AutorJulio Scherer García

Dos esferas minúsculas por ojos, las pestañas ralas, a la intemperie los dientes grandes y desiguales, la piel amarilla, salpicada de lunares cafés, gruesos los labios y ancha la base de la nariz, así era don Gustavo Díaz Ordaz. Algunas veces bromeaba acerca de su fealdad, pero si alguien le seguía el juego, estallaba su ira. Irritable, se vigilaba; desconfiado, se mantenía al acecho. Agobiado los últimos años de su vida, después de la tragedia de 1968 resguardó su intimidad. La fortificó tanto que hizo de ella una cárcel. Allí murió.

Un día me dijo que era como una espina y sudaba hasta empapar la camisa.

-No le creo -le dije.

-Sudo como un gordo.

-¿Usted?

-Me consumo.

Otro día me confió de su paso por la Secretaría de Gobernación, un pasatiempo en comparación con su responsabilidad de esos días: presidente de México.
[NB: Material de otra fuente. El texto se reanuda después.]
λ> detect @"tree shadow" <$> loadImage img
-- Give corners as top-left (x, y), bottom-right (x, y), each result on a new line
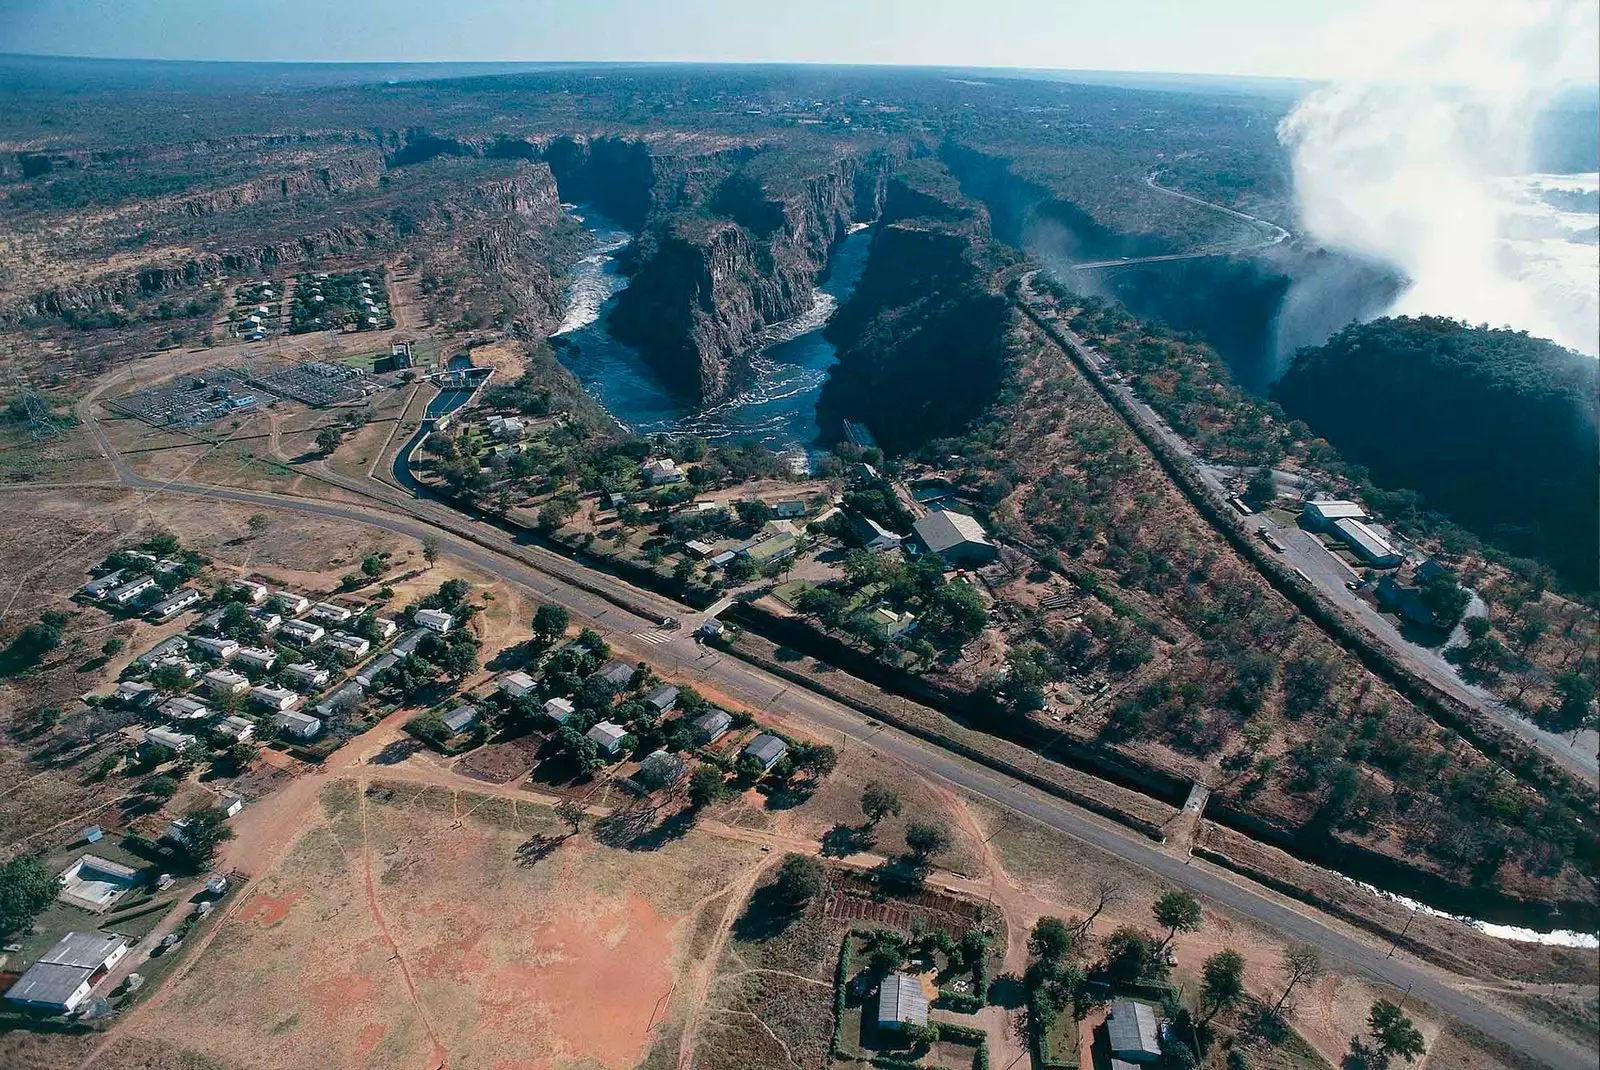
top-left (368, 739), bottom-right (425, 766)
top-left (774, 645), bottom-right (806, 663)
top-left (988, 973), bottom-right (1027, 1010)
top-left (624, 807), bottom-right (696, 851)
top-left (731, 883), bottom-right (804, 942)
top-left (759, 780), bottom-right (815, 811)
top-left (821, 823), bottom-right (874, 858)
-En términos humanos, no políticos ni históricos, ¿cuál es la diferencia? -le pregunté.

-Las cuerdas.

-No le entiendo, señor presidente.

-El secretario de Gobernación boxea en un ring protegido por cuerdas. El presidente de la República pelea en un ring sin cuerdas. Si cae, cae al vacío.

Me miró a los ojos:

-No puede caer.

-¿Y si lo tocan?

-No puede caer, le digo.

(...)

Fui elegido director general de Excélsior el 31 de agosto de 1968. El país se endurecía, también el diario. Permanecí al lado de mi antecesor, don Manuel Becerra Acosta, hasta el día de su muerte. Fui su auxiliar. Afirmó en mí el orgullo por la profesión. Hizo del periodismo una convicción y una pasión.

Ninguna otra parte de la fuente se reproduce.